I press my fingers to my temple blearily.
"Okay," I mumble, listening to her thank me with my tongue thick in my mouth. When she hangs up I bring my hands to my face and rub brusquely until the cold feeling from before has dissipated.
The call forces me to remember all that has happened since the hospital. The way I'd spent days avoiding everything, how I'd gone to the funeral and hidden in the back to stay out of Peeta's way. Once or twice I'd seen him staring at the crowd and I'd been sure he was looking for me but I'd ducked out of the room each time, not wanting to make his day any worse. Each time I'd left I'd had to hide out in the washroom until the tears stopped coming.
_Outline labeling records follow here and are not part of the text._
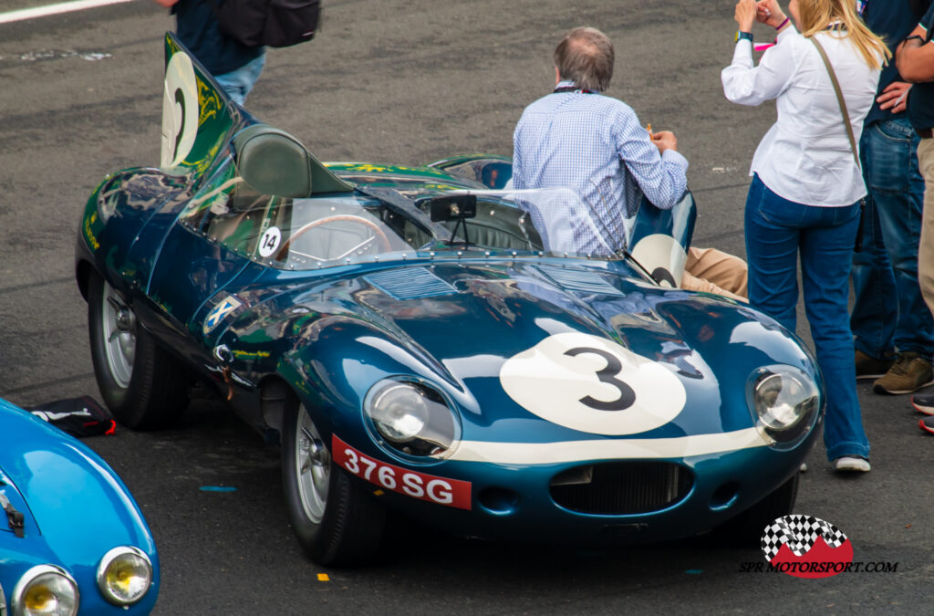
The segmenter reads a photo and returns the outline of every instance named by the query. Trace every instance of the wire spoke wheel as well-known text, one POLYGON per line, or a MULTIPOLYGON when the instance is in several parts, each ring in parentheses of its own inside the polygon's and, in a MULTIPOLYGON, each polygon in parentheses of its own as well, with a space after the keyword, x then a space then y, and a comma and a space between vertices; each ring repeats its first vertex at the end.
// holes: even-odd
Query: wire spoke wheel
POLYGON ((319 523, 328 505, 331 455, 304 408, 299 408, 295 430, 295 476, 302 507, 308 519, 319 523))
POLYGON ((101 302, 101 328, 107 368, 120 387, 129 387, 136 355, 136 317, 106 282, 97 301, 101 302))

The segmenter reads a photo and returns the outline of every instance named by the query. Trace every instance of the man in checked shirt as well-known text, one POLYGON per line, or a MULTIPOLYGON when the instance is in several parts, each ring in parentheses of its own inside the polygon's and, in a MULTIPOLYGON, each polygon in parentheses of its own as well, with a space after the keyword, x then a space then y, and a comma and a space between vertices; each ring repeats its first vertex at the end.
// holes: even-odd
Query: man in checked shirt
MULTIPOLYGON (((687 160, 670 131, 649 133, 626 103, 603 96, 615 52, 594 28, 569 32, 555 50, 555 91, 526 107, 513 136, 516 189, 565 187, 591 208, 613 245, 626 238, 638 190, 656 208, 671 209, 687 187, 687 160)), ((573 248, 598 251, 592 227, 574 230, 573 248)), ((743 299, 746 266, 713 249, 688 251, 682 287, 743 299)))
Finnick's ceremony had been funny in the way that some funerals can be recollections of the greatest aspects of a person - Finnick had made a mark on so many that the stories of his jokes and playboy ways had stuck with people, bringing them out in droves to laugh and cry about the good times and the bad.
Peeta's eulogy particularly had broken my heart, his caring words speaking about their relationship and the way Finnick had helped Peeta stay above board on so many occasions. In those moments I'd been sure that Finnick had been as much a brother to Peeta as Rye was. It only seemed to make the loss hurt more.
I'd cried silently for a long time after that, tucking myself away amongst the crowds until it was time to leave the venue.
After, as the group moved to the centre for the wake portion of the afternoon I'd stopped Annie and tried to offer my condolences but she'd been so spaced out that I'm not sure that she remembered any of it. When Prim came home a few hours after me I'd asked her about it, only to be informed that Annie was on medication and was being treated as an outpatient for her mental health as a result of the scene at the hospital.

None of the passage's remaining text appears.